As of the middle of 2013, ~ $23 billion in federal subsidies has gone to wind energy, according to former U.S. Senator Phil Gramm. Here are some interesting facts about wind power (source: Dr. Lehr, geological engineer at Heartland Institute):
 The most effective wind turbines can generate roughly 5 kilowatts per acre—300 square miles (192,000 acres) would be needed to generate 1,000 megawatts of electricity—a conventional coal or nuclear power plant can generate the same amount of energy on a few hundred acres. One thousand megawatts fulfills the average annual power demand of a U.S. city with a population of 700,000 (source: EPA). Remember, the five kilowatt per acre figure is close to a “perfect” output for turbines (something rarely found). Thus, 300 square miles of turbines operating in a perfect environment with optimal output 24/7 would be needed to fulfill the electrical demands of 700,000 people.
 According to the American Wind Energy Association, there are ~ 45,000 wind turbines in the U.S.
 A wind turbine generates electricity ~ 30% of the time; while the blades are spinning this 30% of the time, conventional power plants are also working on low, waiting to operate during the other 70% of the time.

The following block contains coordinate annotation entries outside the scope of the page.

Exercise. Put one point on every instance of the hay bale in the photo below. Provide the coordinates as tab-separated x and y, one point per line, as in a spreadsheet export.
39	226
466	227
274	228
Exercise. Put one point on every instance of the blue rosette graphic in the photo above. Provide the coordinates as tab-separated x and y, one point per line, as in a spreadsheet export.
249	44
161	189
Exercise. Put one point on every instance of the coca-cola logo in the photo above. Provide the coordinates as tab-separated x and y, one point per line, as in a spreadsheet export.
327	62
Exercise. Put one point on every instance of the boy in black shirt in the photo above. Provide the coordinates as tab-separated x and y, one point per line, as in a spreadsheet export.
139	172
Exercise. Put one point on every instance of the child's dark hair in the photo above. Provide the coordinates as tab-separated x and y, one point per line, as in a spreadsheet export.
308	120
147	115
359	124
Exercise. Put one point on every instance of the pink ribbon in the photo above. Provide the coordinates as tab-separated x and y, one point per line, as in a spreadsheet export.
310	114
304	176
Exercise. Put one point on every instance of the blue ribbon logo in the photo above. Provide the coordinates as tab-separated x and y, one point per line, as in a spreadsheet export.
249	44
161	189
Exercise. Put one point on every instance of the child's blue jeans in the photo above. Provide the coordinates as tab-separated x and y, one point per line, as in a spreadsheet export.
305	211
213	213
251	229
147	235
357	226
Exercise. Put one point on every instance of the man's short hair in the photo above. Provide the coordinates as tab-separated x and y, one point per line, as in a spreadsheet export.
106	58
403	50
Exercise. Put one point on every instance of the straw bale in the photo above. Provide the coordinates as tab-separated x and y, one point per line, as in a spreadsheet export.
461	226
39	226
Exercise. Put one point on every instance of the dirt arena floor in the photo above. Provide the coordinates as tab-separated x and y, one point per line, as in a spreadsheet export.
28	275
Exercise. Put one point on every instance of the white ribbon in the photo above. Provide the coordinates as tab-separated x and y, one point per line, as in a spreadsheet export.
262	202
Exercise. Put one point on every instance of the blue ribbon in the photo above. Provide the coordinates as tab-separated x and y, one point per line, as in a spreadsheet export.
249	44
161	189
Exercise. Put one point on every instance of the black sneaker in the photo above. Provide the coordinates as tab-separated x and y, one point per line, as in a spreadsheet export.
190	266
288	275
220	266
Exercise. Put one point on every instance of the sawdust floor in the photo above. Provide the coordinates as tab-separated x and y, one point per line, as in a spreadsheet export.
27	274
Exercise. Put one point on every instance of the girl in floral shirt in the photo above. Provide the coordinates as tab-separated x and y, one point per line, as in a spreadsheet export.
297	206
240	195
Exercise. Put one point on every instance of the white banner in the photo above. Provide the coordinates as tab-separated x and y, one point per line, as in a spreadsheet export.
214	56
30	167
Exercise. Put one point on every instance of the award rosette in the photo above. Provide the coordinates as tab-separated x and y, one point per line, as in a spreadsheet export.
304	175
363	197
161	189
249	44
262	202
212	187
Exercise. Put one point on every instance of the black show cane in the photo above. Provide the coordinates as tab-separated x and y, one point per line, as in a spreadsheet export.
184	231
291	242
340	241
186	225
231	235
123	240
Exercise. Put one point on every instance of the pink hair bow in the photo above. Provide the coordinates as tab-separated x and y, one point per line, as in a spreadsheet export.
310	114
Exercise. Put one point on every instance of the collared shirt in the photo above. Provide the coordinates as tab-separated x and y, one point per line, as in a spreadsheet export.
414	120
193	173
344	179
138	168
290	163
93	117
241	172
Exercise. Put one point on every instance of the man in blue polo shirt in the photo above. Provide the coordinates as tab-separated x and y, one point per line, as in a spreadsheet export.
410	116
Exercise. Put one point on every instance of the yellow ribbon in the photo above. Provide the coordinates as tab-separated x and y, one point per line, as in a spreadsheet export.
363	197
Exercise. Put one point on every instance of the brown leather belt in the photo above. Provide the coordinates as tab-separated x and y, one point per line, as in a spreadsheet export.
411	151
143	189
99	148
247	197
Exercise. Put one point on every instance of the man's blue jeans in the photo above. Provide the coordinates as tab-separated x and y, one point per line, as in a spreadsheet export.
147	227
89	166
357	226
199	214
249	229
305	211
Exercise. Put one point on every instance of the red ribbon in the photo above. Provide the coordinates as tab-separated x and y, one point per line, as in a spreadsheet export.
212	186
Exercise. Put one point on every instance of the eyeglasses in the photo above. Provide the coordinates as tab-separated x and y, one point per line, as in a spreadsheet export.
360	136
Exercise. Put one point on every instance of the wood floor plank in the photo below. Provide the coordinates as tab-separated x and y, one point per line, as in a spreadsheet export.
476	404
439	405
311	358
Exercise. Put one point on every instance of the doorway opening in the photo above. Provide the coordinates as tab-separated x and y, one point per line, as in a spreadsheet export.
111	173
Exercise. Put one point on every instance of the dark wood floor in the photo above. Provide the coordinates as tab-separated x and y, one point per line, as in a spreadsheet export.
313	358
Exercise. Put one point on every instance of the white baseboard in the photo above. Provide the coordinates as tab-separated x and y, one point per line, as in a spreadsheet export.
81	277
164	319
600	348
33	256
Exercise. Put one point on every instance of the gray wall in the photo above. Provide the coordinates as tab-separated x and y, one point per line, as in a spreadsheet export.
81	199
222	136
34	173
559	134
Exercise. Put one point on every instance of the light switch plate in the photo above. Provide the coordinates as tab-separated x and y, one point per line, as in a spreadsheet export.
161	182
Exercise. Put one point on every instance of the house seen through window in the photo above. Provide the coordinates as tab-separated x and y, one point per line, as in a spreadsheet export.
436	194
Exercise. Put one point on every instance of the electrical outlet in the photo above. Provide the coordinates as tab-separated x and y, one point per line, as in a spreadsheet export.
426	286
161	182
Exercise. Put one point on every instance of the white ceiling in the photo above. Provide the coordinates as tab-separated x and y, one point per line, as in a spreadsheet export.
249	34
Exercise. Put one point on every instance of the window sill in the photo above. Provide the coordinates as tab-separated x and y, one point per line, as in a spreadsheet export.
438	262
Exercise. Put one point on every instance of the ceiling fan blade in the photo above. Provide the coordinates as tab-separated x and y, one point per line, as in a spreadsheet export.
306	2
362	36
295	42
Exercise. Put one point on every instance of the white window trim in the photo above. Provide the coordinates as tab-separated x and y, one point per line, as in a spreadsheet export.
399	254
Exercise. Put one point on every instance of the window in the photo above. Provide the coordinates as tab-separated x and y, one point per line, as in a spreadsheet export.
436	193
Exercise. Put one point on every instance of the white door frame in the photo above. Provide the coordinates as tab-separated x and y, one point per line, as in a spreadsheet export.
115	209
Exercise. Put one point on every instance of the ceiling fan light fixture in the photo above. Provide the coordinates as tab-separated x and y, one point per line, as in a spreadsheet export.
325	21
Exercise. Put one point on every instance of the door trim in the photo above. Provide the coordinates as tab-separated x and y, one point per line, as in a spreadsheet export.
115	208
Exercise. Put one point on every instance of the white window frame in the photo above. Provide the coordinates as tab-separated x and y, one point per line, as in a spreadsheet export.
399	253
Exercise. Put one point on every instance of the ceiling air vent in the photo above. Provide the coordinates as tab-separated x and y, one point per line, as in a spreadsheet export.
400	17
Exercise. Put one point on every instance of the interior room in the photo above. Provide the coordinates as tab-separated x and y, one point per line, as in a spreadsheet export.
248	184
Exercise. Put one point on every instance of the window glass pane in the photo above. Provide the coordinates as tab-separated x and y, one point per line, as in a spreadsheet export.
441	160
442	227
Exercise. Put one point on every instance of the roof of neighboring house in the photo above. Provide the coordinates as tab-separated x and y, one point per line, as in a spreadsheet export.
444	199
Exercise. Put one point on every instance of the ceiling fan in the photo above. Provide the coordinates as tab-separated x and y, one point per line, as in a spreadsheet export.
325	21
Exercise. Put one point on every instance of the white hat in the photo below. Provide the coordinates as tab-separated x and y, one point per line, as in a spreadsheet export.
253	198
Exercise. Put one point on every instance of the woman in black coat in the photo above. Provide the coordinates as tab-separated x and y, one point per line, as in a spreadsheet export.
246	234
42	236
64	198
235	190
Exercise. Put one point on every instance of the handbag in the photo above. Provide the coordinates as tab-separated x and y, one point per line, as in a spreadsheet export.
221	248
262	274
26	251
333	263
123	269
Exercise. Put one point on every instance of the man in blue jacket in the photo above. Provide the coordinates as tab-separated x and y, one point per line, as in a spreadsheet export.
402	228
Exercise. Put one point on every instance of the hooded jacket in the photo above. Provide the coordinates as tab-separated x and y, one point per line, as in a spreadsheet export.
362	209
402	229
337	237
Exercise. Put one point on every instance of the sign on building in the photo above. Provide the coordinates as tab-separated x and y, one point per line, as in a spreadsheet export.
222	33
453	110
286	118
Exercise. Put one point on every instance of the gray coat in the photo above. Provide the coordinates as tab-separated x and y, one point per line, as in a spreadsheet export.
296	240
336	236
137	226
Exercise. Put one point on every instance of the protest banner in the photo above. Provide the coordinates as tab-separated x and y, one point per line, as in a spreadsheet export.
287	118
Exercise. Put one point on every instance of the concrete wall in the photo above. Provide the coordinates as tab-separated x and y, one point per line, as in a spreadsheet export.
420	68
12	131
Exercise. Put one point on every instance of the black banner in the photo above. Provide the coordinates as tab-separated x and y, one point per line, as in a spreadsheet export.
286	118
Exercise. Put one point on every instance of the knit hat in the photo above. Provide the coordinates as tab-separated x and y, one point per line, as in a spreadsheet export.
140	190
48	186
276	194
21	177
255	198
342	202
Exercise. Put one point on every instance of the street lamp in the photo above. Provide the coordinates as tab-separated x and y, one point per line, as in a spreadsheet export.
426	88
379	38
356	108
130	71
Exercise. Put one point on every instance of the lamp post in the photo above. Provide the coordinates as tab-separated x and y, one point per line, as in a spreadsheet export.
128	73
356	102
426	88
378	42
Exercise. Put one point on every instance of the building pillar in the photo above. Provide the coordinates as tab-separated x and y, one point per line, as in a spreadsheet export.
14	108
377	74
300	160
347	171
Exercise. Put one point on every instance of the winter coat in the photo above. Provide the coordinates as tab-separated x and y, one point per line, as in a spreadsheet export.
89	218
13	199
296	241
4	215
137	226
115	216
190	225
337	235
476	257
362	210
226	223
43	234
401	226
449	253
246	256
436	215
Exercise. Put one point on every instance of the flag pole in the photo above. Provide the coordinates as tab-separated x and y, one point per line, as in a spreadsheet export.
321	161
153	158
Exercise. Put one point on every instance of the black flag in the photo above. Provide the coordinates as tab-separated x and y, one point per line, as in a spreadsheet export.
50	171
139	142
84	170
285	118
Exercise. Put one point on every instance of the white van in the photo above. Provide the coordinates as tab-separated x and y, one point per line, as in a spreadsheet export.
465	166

 The amount of electricity wind can generate per acre of land is unrelated to the size of the turbines. Doubling a turbine’s blade length will double the turbine’s power output but the larger size means fewer per acre.
 Power generated by a wind turbine varies with the cube of the wind speed. When wind speed doubles—from 10 to 20 miles per hour—energy output increases eightfold (2 x 2 x 2). Huge variations in wind speed mean standby generators at a power plant must always be on standby to produce more or less energy.
 A one-millimeter buildup of bugs on the blades reduces power output by as much as 25%.
 Thousands of turbine breakdowns and accidents have been reported in recent years around the world.
 Low-frequency noise from large turbines is driving some people away from their homes. Low-frequency noise regulations are already in place in Denmark.
 Audubon Society estimates bird deaths from wind turbines exceed 1,000,000 per year.